Ce qui est surtout obsessionnel chez moi, c'est comment évoquer la manière de faire durer l'amour sachant que celui-ci s'enfuit facilement. Quand on a 45 ans, l'amour-passion, l'amour incandescent, c'est du passé. Le plus difficile dans une histoire, c'est de savoir ou de pouvoir jouer les prolongations. Ce disque, c'est L'amour saison 2 (rires).
"Tu dis l'empire la réussite, le succès le mérite (…) c'est dans la tête tout ça, c'est dans la tête", écrivez-vous dans la chanson Dans la tête. Et vous, estimez-vous avoir le succès que vous méritez ?
À mon échelle, je jouis de mon succès. Mais je sais que plus de succès, c'est aussi plus de jouissance et d'une certaine manière plus de problèmes. Je ne suis pas dupe sur les vertus du succès à titre individuel. C'est à chaque fois complexe.

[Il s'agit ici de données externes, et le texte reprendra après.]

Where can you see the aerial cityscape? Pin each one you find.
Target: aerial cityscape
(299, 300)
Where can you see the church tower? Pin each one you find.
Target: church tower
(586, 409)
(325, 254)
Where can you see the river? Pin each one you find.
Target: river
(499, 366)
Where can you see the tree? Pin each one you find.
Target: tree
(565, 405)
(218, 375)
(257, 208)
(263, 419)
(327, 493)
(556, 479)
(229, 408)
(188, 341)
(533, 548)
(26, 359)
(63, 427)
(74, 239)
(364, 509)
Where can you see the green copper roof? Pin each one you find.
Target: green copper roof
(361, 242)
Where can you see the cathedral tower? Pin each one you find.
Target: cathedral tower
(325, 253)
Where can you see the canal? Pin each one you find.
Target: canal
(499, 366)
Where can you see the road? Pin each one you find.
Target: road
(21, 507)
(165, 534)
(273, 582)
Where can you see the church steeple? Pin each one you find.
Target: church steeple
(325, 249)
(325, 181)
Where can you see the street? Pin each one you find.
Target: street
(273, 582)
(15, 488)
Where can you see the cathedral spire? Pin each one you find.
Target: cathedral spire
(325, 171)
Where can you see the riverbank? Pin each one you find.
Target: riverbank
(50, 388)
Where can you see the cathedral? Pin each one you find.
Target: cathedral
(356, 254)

Il n'en reste pas moins que je reste persuadé que le succès, aussi agréable soit-il, ne règle rien.
Pourquoi la voix de Vanessa Paradis à la fin de la chanson Ado ?
J'étais chez moi et j'avais cet instrumental à la fin de cette chanson. Je me suis souvenu que dans le titre Adrienne, un duo avec Vanessa dans mon album Bungalow, à un moment elle dit "Viens". Je trouvais ça tellement touchant et fort sa manière de le dire que je lui ai envoyé un mot à Los Angeles. Je lui ai demandé si elle pouvait éventuellement me laisser un message sur mon répondeur en me disant avec insistance et grande amitié de venir. Au départ, c'était un jeu. Mais elle et moi avons adoré le résultat et du coup, je l'ai mis à la fin de la chanson. C'était quelque chose d'assez spontané.
Est-ce que ce titre est autobiographique ?
L'ado qui reste en perfecto et en rangers sur la plage alors que tout le monde va se baigner, c'était moi. J'avais envie de parler de ça avec tendresse plutôt qu'avec moquerie. C'était une période très douloureuse.
Difficile de vous imaginer insupportable et rebelle. Auriez-vous pu vraiment déraper à cette époque ?
J'ai eu la chance d'être issu d'un milieu très équilibré. Je suis allé à Saint-Luc, une école à Tournai qui m'a fait un bien fou. Comme j'avais redoublé ma seconde, c'est là que cela aurait pu être dangereux. Cette école et l'enseignement belge m'ont rattrapé tout en douceur. Son environnement m'a sauvé d'une adolescence et d'une intériorité très explosive.